S&P 500 earnings are beating expectations broadly, with 84% of companies topping EPS estimates and 81% beating revenue estimates in Q1 2026. AI-driven capex from hyperscalers is surging to $725 billion in 2026, supporting record 13.4% net margins and 28% year-over-year earnings growth for the index. Goldman Sachs still sees 6% S&P 500 upside in 2026, but the article flags concentration risk as 40-45% of market cap is now tied to AI-exposed mega caps.

Analysis

The market is no longer pricing an AI theme; it is pricing a capex flywheel. The subtle but important change is that hyperscaler spending is increasingly self-funding through enterprise demand, which means supplier earnings can stay elevated even if end-market software monetization looks noisy quarter to quarter. That argues for continued relative strength in the picks-and-shovels layer, but not across the whole AI complex equally: infrastructure names should keep outperforming application-layer beneficiaries that still need to prove conversion of usage into durable revenue. The second-order effect is margin bifurcation inside the index. Leaders with scale, data access, and distribution are converting AI into operating leverage, while laggards are likely to experience a slower, more expensive adoption cycle that pressures G&A and product spend before revenue shows up.
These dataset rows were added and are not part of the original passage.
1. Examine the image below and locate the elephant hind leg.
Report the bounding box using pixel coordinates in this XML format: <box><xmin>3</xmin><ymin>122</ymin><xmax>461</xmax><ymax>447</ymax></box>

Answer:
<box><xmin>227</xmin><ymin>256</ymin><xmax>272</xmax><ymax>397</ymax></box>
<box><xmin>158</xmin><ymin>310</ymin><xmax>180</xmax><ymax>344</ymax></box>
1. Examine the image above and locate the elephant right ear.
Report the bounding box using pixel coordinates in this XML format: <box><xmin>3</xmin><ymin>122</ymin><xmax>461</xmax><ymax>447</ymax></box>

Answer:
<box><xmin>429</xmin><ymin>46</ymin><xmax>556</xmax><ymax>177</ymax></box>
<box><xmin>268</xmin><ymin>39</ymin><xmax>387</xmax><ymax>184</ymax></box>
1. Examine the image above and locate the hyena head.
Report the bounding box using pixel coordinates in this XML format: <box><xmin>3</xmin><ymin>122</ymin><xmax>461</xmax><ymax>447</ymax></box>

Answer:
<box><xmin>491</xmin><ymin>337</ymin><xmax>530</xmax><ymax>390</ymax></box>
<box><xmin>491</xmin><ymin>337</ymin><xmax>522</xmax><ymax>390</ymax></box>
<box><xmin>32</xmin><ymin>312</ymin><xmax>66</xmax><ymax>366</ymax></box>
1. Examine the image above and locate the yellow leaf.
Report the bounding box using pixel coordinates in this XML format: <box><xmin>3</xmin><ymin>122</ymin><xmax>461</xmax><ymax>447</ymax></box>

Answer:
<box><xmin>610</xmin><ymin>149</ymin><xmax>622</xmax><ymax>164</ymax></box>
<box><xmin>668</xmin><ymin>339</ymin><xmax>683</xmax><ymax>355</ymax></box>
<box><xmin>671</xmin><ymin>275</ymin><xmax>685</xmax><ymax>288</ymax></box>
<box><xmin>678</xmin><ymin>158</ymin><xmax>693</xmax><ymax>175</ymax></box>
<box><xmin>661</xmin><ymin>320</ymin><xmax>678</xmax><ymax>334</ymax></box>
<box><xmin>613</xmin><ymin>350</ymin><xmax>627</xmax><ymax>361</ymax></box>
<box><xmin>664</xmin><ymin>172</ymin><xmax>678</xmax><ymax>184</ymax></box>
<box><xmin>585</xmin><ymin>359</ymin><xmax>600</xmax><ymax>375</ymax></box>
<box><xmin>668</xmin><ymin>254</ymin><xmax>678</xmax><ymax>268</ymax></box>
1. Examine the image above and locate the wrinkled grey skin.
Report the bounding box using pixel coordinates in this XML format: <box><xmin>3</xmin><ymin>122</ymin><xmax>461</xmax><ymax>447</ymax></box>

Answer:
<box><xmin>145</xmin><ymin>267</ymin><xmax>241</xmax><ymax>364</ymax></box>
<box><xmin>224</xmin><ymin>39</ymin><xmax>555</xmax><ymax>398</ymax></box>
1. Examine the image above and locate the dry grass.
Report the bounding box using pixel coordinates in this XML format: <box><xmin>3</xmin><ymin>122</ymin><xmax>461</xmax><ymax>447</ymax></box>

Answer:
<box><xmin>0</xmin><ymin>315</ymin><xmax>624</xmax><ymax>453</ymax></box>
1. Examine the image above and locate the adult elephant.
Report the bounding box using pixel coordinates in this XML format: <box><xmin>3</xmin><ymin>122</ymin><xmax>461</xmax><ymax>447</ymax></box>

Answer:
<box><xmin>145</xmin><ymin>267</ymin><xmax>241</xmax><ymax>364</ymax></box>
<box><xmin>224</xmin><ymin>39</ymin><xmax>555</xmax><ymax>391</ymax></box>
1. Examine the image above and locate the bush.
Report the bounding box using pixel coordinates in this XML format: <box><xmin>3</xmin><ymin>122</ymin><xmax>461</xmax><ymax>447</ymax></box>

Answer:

That widens dispersion and makes index-level longs less attractive than barbelled exposure: long the monetizers and enablers, short the capital-intensive “me too” adopters that may be forced to spend just to keep parity. The main risk is not a near-term earnings miss; it is a capex air pocket 2-3 quarters out if management teams start demanding proof of ROI. Because the market cap is so concentrated, even a modest reset in AI spending assumptions could trigger multiple compression faster than EPS estimates fall. The catalyst to watch is guidance at the next two hyperscaler prints: if capex growth slows from expansion to maintenance, the trade shifts from beta expansion to balance-sheet discipline and the market will punish the most levered suppliers first. Consensus appears too comfortable with the idea that AI spending can remain linear. In practice, these buildouts tend to overshoot before normalizing, and the eventual winners are usually the firms with the best pricing power, not the largest budgets. That makes this more attractive as a relative-value rotation than an outright index chase: the upside is still in the supply chain, but the risk/reward is deteriorating in the most crowded mega-cap AI names.